Luka shifted his shoulders and chest, wriggling until a chain slipped free from beneath his shirt. On it hung a single phalanx bone.
- Memento Mortem is a relic bound to a necromancer's soul, their past and it stabilizes their link with the world of the dead.
- That would explain why she would want me to have it...
- The purpose of Mementos goes beyond their magical properties. They serve as a symbol of your social status. Famous necromancer ancestors may get you far at the Ebon Sanctum.
- Ebon Sanctum?
Luka's eyebrows arched in surprise.
- How is it that you don't know anything about all of this, yet you had a grandmother who was a necromancer?
Isolde's eyes met Birdie's in discomfort, which Luka had definitely noticed.
- My parents were followers of Nyrr... - she said. - They wouldn't have me know anything so... blasphemous.
- ''Were''? Are they deceased?
The door shrieked, startling them. Their captors had brought two more girls, twins. Their screaming and kicking made Birdie cry again, and even the girl with the scar was reminded to panic.
The twins thrashed in terror, panting and clawing at the floor were they fell. The men dragged them by their hair to the remaining pillars and tied them up.
- What will happen to us? - Isolde asked them.
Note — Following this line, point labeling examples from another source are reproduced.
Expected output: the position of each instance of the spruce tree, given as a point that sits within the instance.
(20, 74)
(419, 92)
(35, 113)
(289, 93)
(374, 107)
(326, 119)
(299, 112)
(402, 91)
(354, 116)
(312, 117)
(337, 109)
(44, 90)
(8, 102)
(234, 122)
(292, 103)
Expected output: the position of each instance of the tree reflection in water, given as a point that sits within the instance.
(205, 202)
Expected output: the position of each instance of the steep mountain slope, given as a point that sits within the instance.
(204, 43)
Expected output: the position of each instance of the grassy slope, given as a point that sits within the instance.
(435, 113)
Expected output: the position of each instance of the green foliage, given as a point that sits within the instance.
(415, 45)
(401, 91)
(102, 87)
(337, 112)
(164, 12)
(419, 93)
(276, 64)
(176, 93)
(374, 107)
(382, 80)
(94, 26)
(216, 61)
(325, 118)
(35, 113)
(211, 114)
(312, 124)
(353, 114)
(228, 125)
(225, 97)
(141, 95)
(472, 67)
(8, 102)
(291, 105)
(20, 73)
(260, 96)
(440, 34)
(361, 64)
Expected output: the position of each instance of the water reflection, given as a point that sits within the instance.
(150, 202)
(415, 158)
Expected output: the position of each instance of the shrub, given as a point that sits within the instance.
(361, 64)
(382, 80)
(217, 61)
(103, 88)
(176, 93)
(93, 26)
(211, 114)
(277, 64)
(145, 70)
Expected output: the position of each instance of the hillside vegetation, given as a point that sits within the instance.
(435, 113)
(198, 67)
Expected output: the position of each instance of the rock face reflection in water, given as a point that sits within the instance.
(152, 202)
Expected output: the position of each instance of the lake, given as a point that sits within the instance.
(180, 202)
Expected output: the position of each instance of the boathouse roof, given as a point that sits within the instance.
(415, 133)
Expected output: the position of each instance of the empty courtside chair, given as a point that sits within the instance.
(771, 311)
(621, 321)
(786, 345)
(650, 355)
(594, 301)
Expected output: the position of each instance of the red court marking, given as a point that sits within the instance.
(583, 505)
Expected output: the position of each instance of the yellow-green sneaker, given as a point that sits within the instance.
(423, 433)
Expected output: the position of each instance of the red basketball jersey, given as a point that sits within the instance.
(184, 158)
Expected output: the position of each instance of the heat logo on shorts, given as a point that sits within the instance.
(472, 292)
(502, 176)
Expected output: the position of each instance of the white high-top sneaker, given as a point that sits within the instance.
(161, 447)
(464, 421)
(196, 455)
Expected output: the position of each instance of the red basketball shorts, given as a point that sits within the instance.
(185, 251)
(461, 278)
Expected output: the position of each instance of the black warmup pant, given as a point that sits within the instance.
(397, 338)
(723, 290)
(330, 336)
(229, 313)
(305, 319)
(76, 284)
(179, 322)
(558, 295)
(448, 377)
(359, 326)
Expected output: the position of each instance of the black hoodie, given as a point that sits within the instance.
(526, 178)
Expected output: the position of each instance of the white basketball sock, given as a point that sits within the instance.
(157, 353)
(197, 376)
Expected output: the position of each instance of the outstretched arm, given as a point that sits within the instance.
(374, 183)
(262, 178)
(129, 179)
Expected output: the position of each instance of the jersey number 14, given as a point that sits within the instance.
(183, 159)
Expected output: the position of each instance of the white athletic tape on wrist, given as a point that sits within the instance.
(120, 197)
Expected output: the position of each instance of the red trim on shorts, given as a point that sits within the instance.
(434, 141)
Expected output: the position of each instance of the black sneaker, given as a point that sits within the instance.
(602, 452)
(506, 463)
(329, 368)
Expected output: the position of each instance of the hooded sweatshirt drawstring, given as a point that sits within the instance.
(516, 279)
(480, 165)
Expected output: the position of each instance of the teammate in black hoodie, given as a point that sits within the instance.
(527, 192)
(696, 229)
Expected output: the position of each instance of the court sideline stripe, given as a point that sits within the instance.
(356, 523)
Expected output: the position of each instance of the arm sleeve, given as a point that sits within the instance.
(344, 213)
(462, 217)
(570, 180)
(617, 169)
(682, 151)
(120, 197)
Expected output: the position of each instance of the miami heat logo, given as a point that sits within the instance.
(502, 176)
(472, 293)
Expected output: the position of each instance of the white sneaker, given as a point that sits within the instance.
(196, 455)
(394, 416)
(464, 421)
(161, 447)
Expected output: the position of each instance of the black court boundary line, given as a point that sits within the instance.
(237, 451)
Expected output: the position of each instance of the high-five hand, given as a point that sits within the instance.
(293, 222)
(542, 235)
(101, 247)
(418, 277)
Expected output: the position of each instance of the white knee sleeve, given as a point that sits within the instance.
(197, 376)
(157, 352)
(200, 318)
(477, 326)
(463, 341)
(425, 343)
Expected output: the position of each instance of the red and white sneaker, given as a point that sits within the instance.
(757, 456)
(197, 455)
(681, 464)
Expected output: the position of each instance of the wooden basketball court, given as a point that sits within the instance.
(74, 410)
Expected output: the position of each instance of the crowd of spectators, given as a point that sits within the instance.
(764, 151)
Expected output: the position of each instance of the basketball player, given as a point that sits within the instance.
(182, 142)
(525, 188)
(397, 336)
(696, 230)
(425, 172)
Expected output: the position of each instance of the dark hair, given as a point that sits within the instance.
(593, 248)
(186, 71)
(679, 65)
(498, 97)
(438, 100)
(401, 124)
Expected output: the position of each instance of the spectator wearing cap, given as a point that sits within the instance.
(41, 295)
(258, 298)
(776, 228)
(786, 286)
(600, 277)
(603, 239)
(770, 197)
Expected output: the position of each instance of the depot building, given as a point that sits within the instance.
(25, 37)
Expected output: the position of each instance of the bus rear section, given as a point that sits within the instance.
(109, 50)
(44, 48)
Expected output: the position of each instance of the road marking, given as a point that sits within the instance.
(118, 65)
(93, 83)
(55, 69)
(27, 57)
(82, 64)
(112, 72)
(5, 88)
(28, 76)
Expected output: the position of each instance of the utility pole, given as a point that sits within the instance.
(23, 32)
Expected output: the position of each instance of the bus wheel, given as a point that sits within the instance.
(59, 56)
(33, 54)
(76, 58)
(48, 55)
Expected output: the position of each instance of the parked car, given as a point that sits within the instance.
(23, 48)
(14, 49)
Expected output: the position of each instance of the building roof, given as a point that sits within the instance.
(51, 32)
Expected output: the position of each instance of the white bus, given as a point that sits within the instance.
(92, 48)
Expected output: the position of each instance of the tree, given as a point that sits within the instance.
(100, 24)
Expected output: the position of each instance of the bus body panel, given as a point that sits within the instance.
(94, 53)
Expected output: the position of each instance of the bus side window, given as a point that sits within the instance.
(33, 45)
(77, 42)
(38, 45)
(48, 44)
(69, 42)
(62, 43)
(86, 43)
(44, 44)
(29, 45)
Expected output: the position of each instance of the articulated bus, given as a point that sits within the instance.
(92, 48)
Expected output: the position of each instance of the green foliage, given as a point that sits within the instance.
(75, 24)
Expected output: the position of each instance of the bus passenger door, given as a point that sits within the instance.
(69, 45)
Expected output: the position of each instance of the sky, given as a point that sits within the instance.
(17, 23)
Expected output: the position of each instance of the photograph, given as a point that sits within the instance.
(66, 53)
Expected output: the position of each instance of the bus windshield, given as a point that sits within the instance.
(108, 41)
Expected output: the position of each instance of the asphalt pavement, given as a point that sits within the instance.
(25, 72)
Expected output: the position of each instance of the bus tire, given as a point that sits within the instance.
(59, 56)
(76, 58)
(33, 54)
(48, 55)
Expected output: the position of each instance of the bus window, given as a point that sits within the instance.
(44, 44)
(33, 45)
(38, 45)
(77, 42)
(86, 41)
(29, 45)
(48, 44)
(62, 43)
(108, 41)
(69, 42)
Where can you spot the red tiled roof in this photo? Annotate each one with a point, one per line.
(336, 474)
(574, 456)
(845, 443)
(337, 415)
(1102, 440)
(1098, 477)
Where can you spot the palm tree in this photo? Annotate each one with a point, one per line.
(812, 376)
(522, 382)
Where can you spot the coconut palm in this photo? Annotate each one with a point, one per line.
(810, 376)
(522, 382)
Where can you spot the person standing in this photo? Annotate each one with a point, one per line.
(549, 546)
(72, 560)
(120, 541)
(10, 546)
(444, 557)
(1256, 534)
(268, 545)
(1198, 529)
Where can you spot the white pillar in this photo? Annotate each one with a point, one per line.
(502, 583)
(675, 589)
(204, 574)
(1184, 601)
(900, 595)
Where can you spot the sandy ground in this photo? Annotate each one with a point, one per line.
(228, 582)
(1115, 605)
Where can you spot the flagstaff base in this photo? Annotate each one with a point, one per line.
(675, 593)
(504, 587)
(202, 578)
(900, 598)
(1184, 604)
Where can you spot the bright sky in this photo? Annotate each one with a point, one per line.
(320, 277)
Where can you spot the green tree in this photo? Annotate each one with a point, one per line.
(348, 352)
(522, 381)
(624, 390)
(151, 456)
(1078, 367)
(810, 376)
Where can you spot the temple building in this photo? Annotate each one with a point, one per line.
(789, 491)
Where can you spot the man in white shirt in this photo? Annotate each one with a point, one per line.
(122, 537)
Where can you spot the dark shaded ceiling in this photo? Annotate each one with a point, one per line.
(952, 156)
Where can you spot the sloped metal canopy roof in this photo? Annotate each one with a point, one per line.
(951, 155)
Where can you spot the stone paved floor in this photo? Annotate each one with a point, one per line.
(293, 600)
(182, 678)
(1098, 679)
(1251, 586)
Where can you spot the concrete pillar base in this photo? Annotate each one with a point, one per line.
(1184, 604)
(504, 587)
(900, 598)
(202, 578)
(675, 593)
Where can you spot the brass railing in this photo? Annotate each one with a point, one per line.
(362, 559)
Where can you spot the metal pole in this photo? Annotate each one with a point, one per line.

Their leader, the old man that captured her and Birdie, grinned and approached her, crouching down to look her in the eyes. She immediately regretted asking anything.
- That is up to the Inquisition to decide, my dear. But rest assured, it won't be pretty.
His hand moved to push the hair off her face, tucking it behind her ears.
- Say, do we know each other? You seem familiar. I've been thinking about it since our lovely meeting in the forest.
- I don't know. - she said through her teeth. - Rats look all the same to me.
Birdie shook her head, trying to gesture to Isolde to stop provoking him. But he didn't seem to care about anything that she had said. His fingers kept rushing across her face, as if he would remember from where he knew her by touching her.
- You are from Palaworn.
Her eyes widened at him. She felt her heart pounding.
- No, I am not.
He stood up and took a step back. His expression went from shocked to pleasantly surprised.
- It's you, isn't it? The girl whose entire family was poisoned, along with the priests of Nyrr. This b***h killed her entire family!
All heads turned to her. Luka stared in surprise, but said nothing. The girl with the scar looked disgusted.
- Laman, we should go. - said one of the old man's men. - We don't want to be here when the Inquisitors arrive. Those sick bastards won't make a difference between us and this scum.
Isolde could almost feel the old man's gaze on her. He didn't look like someone who would be grossed out by a m*********r. Whatever it was, it didn't matter. In a strange way, it felt like a relief to have the crime out in the open, and to be judged for it.
While looking down, she could see his boots moving towards her again. He pulled out a small blade from his belt and lifted a lock of her hair.
- A souvenir, if I may?
With one swift move, he cut off the lock and moved his nose over it.
- Too bad we didn't have more time to get to know each other. But it turns out, we are not so different, are we?
- I'm nothing like you.
He grinned again.
- I knew your father. He would agree with you, but you proved him wrong.
His men were leaving. They seemed eager to disappear as fast as possible. The old man paused at the door and looked at Isolde one more time:
- I hope she starts with you, my pretty. I would hate to think you'd have to watch what's about to happen.
The door closed. Its echo rang through the chamber for a while. Then, silence.
The twins were talking between themselves and crying. Luka was still examining Isolde, with curiosity, rather than judgment. Her head was bowed to avoid any contact with others.
- Why are they doing this? - Birdie asked quietly.
- They do this every year. - Luka said. - Mercenaries, paid by the Inquisition, patrol each route that leads to the initiation site for young necromancers.
- But I'm not a necromancer! - shouted the girl with the scar.
- It's not like they'll take your word for it, Relna. That's why we're here.
- Surely they'll let me go once they figure it out!?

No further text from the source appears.